Difficile de répondre à cette question lorsque l’on ne croit pas au destin. Une part de leur histoire est liée, au sens où l’apparition ou la disparition de l’homme peut influer sur les oiseaux, et inversement. Cela me rappelle cette petite église de Nesseby, sur la péninsule de Varanger, tout au nord de la Norvège, où s’établit le premier couple d’hirondelles rustiques au nord du cercle polaire il y a plus de vingt ans. Sans doute ne serait-ce jamais arrivé – ou pas à ce moment – sans une construction humaine. Pensez aussi au moula-moula, le traquet qui fréquente les campements berbères et disparaît lorsque les nomades quittent le désert. Que doit-on en déduire sur notre futur ? Nul n’est devin. Mais il me plaît de croire que la vie humaine se trouve plus riche là où les oiseaux prospèrent, peut-être parce qu’ils matérialisent cette identité entre culture et nature que notre civilisation occidentale se plaît tant à rejeter.

Votre oiseau favori ? Une anecdote et une lecture ?

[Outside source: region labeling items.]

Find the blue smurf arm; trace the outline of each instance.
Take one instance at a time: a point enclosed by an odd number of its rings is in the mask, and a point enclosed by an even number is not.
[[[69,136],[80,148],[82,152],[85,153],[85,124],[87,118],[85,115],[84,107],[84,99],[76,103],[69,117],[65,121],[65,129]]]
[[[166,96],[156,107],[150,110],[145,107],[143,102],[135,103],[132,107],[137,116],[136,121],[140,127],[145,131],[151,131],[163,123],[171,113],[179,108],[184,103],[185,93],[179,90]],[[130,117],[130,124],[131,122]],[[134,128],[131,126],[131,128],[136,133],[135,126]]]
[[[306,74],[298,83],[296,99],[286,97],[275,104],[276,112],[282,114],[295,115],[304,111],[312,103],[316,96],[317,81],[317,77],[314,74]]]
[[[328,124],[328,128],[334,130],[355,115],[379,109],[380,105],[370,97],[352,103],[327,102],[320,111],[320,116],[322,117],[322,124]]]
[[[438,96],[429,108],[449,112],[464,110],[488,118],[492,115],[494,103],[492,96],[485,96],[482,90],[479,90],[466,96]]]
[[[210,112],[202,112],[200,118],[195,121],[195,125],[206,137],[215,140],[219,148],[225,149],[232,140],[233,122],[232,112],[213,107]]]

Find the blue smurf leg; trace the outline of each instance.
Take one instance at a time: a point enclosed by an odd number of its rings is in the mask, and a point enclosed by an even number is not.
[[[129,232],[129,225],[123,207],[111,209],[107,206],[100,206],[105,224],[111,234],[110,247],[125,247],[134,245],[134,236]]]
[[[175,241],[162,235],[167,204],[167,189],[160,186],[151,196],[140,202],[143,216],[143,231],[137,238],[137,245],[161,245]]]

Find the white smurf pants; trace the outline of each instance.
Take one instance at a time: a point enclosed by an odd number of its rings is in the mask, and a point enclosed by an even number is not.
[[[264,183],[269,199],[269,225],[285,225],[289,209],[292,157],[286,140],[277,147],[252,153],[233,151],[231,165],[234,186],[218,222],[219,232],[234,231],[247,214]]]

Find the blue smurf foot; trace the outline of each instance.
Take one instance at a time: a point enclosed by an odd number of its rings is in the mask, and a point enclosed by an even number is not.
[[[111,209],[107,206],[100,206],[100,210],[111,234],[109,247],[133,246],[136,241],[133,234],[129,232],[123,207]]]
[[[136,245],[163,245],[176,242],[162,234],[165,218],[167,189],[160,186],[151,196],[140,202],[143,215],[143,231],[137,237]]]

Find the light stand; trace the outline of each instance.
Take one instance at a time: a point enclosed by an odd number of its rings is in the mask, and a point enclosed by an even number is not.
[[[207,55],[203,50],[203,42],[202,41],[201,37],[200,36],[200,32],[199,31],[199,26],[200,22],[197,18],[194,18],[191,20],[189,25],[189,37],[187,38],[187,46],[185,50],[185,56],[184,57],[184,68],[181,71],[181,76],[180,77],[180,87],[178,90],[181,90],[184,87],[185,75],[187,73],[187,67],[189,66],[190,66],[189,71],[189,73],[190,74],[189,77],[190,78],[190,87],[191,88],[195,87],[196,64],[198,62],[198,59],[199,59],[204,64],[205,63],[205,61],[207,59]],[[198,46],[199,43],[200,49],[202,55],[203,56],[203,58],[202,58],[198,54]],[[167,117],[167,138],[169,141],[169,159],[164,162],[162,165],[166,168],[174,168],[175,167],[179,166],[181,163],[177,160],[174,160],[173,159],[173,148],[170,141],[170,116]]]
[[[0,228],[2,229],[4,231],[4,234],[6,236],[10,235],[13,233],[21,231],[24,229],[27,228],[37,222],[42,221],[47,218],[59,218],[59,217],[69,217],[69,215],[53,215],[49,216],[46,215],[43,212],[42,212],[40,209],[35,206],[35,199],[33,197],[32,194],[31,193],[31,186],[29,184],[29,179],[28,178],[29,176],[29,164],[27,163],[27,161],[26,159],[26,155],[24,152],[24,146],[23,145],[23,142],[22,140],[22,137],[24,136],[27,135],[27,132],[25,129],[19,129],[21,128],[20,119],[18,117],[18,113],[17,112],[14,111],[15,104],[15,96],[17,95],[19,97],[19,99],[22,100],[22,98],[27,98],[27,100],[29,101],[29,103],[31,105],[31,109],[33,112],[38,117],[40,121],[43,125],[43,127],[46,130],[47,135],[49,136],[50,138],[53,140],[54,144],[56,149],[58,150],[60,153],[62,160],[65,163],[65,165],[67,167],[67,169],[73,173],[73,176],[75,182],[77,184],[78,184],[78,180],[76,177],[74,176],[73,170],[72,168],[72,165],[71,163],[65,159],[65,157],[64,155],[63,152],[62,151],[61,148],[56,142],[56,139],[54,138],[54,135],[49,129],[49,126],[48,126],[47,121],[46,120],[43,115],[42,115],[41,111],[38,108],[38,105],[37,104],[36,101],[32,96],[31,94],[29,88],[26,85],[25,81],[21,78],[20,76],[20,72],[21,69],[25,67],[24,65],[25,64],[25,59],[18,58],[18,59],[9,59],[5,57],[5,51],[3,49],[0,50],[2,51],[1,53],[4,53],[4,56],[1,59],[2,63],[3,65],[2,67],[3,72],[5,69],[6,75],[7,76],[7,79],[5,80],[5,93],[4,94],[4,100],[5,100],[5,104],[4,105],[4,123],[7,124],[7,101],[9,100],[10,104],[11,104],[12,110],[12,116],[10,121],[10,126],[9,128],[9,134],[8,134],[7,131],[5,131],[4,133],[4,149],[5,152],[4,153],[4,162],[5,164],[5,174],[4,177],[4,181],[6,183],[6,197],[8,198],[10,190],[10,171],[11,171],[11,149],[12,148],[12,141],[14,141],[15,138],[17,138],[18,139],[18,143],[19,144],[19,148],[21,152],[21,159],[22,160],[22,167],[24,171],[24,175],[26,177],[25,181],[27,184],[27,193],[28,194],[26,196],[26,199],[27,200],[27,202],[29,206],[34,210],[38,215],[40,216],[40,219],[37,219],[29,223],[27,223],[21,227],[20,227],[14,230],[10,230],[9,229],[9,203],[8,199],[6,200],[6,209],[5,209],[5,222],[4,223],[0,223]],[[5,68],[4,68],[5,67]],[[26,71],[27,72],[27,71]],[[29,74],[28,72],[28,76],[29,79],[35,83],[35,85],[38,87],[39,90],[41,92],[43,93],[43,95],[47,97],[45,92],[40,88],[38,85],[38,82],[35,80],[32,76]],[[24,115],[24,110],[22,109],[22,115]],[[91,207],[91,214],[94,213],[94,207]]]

S’il n’en fallait citer qu’un, l’albatros hurleur. Pour son lien avec la mer. Ses errances solitaires interminables. Sa maîtrise parfaite des éléments qui passe par sa capacité à les laisser le guider. Une allégorie de la sagesse ? Pour l’anecdote, j’aime évoquer mes soirées à guetter les faucons pèlerins de la cathédrale de Chartres, au milieu des années 2000. J’avais fini par en connaître si bien les habitudes que j’étais devenu capable de prédire leur arrivée crépusculaire à la minute près. Je m’installais sur le parvis, avec ma longue vue, et restais une heure ou deux à les observer se préparer pour la nuit. Ils étaient le plus souvent immobiles, rien d’extraordinaire, juste deux oiseaux posés chacun sur un dragon de pierre à mi-hauteur d’un clocher roman. Ils m’ont donné mes plus belles observations urbaines, mais aussi des rencontres avec des passants étonnants – la vieille dame qui voulait leur tricoter des pulls, des touristes japonais en extase devant ce détail inattendu. Et ils m’ont fait redécouvrir ce monument qui avait fini par disparaître dans le paysage quotidien. Pour livre, je citerai Le Pèlerin, de Joseph Baker. La création patiente d’une relation entre un observateur et un jeune faucon, sur la côte anglaise, pendant un hiver. Dans cet ouvrage, c’est l’homme qui s’adapte à l’oiseau, essaie de le comprendre, en adopte les habitudes.